A B3 (B3SA3) ajustou o valor por ação de juros sobre capital próprio (JCP) do 3º trimestre de 2025 para R$ 0,07828741499, com valor líquido de R$ 0,06654430274 após IR na fonte de 15% (salvo exceções legais). O pagamento ocorrerá em 07 de outubro de 2025, tendo como base a posição acionária de 23 de setembro de 2025; as ações passam a ser negociadas “ex” proventos a partir de 24 de setembro de 2025. A decisão foi aprovada em 18 de setembro de 2025 pelo Conselho, e o comunicado é assinado por André Veiga Milanez, CFO e DRI.

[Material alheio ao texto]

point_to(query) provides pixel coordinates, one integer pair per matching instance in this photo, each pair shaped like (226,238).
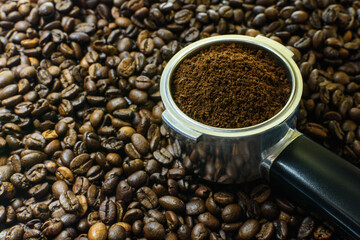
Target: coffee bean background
(83,153)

Este ajuste marginal consolida a consistência da política de remuneração da B3, em linha com a prática recente de calibrar proventos de forma transparente. A decisão dialoga diretamente com o reajuste de JCP do 2º tri para R$ 0,0728 por ação, quando a companhia evidenciou geração de caixa robusta e previsibilidade no calendário de distribuição. Ao reiterar pagamentos recorrentes, a bolsa reforça a mensagem de estabilidade para o investidor, mesmo em um ambiente de volumes mais voláteis entre classes de ativos. Em termos de governança, a manutenção de pequenos ajustes técnicos indica foco em acurácia e alinhamento regulatório, sem descontinuidades na trajetória de retornos ao acionista.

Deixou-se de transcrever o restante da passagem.